U.S. Department of Agriculture: Animal and Plant Health Inspection Service



Eric M. Gese https://orcid.org/0000-0001-8910-7397

Date of this Version



Kordosky JR, Gese EM, Thompson CM, Terletzky PA, Neuman-Lee LA, Schneiderman JD, et al. (2021) Landscape of stress: Tree mortality influences physiological stress and survival in a native mesocarnivore. PLoS ONE 16(7): e0253604. https://doi.org/10.1371/journal.pone.0253604


The work is made available under the Creative Commons CC0 public domain dedication.

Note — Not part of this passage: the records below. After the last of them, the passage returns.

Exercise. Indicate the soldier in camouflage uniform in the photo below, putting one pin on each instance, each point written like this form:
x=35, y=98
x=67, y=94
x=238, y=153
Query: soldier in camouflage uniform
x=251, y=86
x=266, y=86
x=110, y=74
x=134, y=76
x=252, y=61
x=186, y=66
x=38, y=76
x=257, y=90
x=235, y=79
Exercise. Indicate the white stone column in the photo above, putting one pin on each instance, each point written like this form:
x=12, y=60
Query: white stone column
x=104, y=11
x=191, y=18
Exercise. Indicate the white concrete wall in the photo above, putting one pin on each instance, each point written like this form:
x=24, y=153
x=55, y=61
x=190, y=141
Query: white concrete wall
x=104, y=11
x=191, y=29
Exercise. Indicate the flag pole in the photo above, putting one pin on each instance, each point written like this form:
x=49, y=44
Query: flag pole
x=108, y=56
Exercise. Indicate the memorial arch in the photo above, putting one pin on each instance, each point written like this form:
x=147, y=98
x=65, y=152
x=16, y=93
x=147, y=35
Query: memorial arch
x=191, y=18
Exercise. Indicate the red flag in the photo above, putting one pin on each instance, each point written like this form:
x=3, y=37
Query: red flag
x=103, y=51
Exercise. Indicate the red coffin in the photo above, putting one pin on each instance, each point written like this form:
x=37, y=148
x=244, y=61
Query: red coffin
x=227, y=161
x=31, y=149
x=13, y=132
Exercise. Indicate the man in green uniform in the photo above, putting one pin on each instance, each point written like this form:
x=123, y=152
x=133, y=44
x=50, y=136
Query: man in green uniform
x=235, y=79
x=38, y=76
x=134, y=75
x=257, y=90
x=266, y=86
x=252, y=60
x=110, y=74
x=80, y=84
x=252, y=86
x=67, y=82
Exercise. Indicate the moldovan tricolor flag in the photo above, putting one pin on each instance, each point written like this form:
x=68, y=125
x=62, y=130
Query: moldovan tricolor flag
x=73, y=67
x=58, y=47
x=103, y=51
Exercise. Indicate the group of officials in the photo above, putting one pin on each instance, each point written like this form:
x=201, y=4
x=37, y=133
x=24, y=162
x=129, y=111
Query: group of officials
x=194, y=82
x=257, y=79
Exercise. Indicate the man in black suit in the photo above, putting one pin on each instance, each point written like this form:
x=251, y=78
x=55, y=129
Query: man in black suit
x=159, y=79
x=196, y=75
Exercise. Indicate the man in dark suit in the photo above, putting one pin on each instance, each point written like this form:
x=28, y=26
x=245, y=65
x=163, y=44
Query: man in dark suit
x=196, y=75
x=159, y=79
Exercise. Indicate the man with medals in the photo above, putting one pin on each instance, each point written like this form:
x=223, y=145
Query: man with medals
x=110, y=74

Climate change and anthropogenic modifications to the landscape can have both positive and negative effects on an animal. Linking landscape change to physiological stress and fitness of an animal is a fundamental tenet to be examined in applied ecology. Cortisol is a glucocorticoid hormone that can be used to indicate an animal’s physiological stress response. In the Sierra Nevada Mountains of California, fishers (Pekania pennanti) are a threatened mesocarnivore that have been subjected to rapid landscape changes due to anthropogenic modifications and tree mortality related to a 4-year drought. We measured cortisol concentrations in the hair of 64 fishers (41 females, 23 males) captured and radio-collared in the Sierra National Forest, California. We addressed two main questions: (1) Is the physiological stress response of fishers influenced by anthropogenic factors, habitat type, canopy cover, and tree mortality due to drought in their home range? (2) Does the physiological stress response influence survival, reproduction, or body condition? We examined these factors within a fisher home range at 3 scales (30, 60, 95% isopleths). Using model selection, we found that tree mortality was the principle driver influencing stress levels among individual fishers with female and male fishers having increasing cortisol levels in home ranges with increasing tree mortality. Most importantly, we also found a link between physiological stress and demography where female fishers with low cortisol levels had the highest annual survival rate (0.94), whereas females with medium and high cortisol had lower annual survival rates, 0.78 and 0.81, respectively. We found no significant relationships between cortisol levels and body condition, male survival, or litter size. We concluded that tree mortality related to a 4-year drought has created a “landscape of stress” for this small, isolated fisher population.